I moved to iOS 6 and when my phone came up it could not connect to my home network. I did the following on the phone:


- Updated phone to iOS 6 from 5.1.1

- I thought maybe the network settings were messed up so I "forgot" the network and tried again, no luck.

- Reset all network settings, no luck.

- Full restore of iOS 6 and setup as a new phone (no data/apps/etc restored), no luck.

- Removed all encryption on my access point, no luck.


So I then setup a spare access point I had and the iPhone connected right away (even with the same SSID and encryption as my normal home access point). This indicates an incompatibility between iOS 6 and my access point.


It is not an encryption issue, because it can connect to an open, WEP, and WPA2 configuration on my spare access point without a problem. It can even connect to my Mini that is performing Internet Sharing.


The access point is a Netgear WG102 and before iOS 6 my iPhone 4S worked great on it. I also have an old 2gen iPod Touch, 1st gen iPad, Macbook Air, Mac Mini, etc, etc, etc on the access point with no issues. It's just my iPhone and iOS 6 that can't connect to it.


I did the following to the access point:


- running latest/greatest firmware

- changed RTS threshold, Frag length, Beacon Interval, DTIM interval, etc, with no luck.

- enabled WMM with no luck (which I saw fixed someone elses issue with a beta version of iOS 6 and their iPad)

- hard/factory reset of the access point (phone can't connect to the default and wide open "Netgear" SSID when it comes up)


The phone works on all other access points that I have tried outside my house.


Any thoughts?

iPhone 4S, iOS 6

Posted on Sep 19, 2012 10:30 AM

Reply
161 replies

Sep 19, 2012 11:06 AM in response to mikesullakasully

mikesullakasully wrote:


I don't have any solid ideas, but try these things: Reboot the phone. Try a differnt SSID. Make sure you have no firewall rules set up or MAC address filters set that could be blocking the phone. Try manualy entering the network info in, by clicking "other".



Thank you for your ideas, but all of your suggestions have been addressed/tried already as detailed above.

Sep 19, 2012 11:38 AM in response to yerodtr

Did some digging on your router. I see it's an older G band router. And apple recommends: "Routers that only support 802.11g should be put in 802.11b/g mode, while those that support only 802.11b can be left in 802.11b mode." Try switching the router to B only and see what happens.


Also, the spare access point you were able to connect to, what bands/frequencies does that one have? (a/b/g/n - 2.4 and/or 5 Ghz)?
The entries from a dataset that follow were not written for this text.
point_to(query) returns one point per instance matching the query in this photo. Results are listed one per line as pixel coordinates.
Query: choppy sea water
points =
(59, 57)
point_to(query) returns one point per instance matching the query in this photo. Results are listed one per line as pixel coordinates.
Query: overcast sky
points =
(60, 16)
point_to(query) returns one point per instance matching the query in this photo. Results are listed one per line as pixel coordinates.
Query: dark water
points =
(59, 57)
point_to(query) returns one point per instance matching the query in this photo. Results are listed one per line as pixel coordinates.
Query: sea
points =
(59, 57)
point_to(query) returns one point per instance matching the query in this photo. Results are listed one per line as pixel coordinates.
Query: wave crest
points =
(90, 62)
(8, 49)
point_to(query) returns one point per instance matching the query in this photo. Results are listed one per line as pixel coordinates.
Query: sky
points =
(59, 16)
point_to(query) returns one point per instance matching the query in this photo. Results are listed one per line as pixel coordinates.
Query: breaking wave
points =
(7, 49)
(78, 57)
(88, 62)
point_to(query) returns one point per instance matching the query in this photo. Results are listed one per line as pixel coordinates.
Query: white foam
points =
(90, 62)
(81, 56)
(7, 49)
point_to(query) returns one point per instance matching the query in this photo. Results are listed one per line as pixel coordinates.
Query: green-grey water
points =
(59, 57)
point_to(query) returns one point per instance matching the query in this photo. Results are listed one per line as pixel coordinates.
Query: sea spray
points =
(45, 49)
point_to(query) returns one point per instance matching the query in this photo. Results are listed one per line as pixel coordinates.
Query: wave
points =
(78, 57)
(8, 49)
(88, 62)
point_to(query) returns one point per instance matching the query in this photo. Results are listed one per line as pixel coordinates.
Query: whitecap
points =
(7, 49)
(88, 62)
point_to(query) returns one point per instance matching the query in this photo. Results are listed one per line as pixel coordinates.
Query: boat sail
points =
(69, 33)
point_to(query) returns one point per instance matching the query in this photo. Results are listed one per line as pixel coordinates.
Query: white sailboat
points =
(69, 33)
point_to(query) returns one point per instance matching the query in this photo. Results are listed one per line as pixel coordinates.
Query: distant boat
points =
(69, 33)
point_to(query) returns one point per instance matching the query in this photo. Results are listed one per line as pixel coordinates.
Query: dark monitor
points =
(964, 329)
Sep 19, 2012 11:41 AM in response to mikesullakasully

mikesullakasully wrote:


Did some digging on your router. I see it's an older G band router. And apple recommends: "Routers that only support 802.11g should be put in 802.11b/g mode, while those that support only 802.11b can be left in 802.11b mode." Try switching the router to B only and see what happens.


Also, the spare access point you were able to connect to, what bands/frequencies does that one have? (a/b/g/n - 2.4 and/or 5 Ghz)?
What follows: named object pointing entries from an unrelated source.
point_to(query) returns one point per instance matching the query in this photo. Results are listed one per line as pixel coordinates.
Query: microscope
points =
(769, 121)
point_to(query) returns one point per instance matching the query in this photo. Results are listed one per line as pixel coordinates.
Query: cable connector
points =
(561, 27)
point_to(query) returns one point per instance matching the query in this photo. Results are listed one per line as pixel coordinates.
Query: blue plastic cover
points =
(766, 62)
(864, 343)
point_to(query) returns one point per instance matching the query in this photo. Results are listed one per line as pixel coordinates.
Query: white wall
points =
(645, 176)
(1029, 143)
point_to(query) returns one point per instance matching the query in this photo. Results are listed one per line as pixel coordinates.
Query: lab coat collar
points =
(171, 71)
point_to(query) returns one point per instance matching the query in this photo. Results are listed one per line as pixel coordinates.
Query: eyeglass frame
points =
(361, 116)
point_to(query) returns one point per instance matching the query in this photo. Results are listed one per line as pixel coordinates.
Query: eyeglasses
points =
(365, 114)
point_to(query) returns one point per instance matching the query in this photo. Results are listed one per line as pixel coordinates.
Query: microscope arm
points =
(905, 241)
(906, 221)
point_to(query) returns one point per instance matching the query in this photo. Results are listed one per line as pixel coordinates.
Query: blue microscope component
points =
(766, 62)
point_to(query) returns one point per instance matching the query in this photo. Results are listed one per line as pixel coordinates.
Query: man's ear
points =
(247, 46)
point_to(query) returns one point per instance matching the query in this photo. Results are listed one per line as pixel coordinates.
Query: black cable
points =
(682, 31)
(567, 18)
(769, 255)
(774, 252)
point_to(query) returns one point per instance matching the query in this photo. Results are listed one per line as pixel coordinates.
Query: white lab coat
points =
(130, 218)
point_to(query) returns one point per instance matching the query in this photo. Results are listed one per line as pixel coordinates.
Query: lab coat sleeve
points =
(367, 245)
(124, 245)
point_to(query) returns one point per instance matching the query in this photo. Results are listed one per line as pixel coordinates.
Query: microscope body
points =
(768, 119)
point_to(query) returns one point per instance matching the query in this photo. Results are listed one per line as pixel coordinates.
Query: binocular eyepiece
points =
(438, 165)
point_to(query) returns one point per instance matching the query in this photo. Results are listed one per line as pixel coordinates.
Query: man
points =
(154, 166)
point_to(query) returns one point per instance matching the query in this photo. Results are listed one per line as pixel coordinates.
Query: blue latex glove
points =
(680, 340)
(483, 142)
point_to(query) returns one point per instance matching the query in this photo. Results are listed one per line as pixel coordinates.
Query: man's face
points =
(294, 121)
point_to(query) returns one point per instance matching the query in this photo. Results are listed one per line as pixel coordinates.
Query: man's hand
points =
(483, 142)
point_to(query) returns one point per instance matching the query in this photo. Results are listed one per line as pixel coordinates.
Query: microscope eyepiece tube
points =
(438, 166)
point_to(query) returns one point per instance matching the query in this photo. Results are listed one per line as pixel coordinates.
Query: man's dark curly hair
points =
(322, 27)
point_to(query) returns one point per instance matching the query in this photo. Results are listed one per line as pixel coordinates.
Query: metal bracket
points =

Hmmm, not wild about going down to B only here, that will really slow everyone else down. I will have to try that later.


The other router was a Linksys WRT54GL (B/G 2.4GHz) running DD-WRT firwmare.
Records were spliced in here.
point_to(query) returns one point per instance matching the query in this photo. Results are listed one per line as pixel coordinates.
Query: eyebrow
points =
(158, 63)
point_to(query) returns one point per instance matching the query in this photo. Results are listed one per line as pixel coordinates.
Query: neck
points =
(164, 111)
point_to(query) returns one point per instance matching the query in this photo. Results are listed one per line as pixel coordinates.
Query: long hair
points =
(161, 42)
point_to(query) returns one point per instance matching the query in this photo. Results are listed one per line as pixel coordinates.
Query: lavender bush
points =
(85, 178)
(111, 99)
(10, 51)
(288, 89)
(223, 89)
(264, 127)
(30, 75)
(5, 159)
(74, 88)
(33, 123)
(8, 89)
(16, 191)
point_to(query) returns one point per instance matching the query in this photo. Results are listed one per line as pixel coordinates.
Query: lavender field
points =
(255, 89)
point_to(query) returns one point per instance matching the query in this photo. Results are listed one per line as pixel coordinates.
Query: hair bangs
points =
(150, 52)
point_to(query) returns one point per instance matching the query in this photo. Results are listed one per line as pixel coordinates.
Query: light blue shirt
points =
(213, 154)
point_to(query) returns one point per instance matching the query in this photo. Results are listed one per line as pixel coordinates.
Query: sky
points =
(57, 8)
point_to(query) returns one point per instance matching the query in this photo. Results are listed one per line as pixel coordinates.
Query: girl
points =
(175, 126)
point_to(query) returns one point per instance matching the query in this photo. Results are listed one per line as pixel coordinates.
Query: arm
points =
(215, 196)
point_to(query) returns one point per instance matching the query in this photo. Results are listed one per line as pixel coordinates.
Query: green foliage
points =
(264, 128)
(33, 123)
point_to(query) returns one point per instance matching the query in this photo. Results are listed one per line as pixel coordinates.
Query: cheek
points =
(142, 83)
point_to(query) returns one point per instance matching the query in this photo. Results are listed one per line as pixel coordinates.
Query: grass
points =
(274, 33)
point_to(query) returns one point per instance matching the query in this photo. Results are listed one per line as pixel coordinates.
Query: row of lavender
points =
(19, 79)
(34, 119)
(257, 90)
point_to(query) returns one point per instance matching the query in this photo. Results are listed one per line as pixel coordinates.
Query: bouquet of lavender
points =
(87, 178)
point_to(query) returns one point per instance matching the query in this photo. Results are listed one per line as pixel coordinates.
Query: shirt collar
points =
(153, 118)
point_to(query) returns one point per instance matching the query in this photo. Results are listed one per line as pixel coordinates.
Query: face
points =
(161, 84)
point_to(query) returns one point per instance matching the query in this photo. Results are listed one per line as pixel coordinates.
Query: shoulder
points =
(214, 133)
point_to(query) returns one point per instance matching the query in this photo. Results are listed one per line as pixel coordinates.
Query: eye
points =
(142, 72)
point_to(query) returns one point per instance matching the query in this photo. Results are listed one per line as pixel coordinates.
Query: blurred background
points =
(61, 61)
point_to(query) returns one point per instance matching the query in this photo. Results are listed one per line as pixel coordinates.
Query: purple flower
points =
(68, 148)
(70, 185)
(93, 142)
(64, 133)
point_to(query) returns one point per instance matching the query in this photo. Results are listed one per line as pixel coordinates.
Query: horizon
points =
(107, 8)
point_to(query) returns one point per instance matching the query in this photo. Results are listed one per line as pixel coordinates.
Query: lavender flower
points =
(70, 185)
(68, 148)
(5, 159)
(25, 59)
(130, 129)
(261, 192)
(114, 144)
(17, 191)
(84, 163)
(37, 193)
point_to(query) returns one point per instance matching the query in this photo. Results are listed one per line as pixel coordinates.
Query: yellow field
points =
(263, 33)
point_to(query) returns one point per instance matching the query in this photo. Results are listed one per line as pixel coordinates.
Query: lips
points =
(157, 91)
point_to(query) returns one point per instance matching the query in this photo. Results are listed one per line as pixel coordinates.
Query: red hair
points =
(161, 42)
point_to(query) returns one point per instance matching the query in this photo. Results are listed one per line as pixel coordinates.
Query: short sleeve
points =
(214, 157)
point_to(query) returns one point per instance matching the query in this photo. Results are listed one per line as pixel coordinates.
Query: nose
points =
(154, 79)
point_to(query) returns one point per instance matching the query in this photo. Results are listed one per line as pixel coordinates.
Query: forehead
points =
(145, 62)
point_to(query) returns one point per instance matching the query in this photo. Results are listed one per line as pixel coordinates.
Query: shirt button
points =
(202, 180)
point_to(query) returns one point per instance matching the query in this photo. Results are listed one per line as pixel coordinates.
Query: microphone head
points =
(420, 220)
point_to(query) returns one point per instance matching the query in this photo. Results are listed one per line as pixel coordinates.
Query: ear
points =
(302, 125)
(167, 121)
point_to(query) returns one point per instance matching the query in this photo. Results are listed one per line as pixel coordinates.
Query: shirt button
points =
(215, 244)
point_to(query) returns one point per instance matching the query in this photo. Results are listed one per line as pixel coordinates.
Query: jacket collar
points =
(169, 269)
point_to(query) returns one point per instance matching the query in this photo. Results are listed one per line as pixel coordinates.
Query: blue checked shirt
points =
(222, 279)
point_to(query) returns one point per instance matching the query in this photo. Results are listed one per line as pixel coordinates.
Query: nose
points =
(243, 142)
Sep 19, 2012 2:48 PM in response to carlmcl

carlmcl wrote:


I know this isn't much help, but my office has the same NetGear WAG 102 and those of us that updated to iOS 6 have the same issue. We've tried everything you did and the WMM settings that some in the Betas had luck with but we cannot get it to work here either.


Thanks, although not a solution at the moment, it is a GOOD thing to know others are having this issue and bring attention to the matter.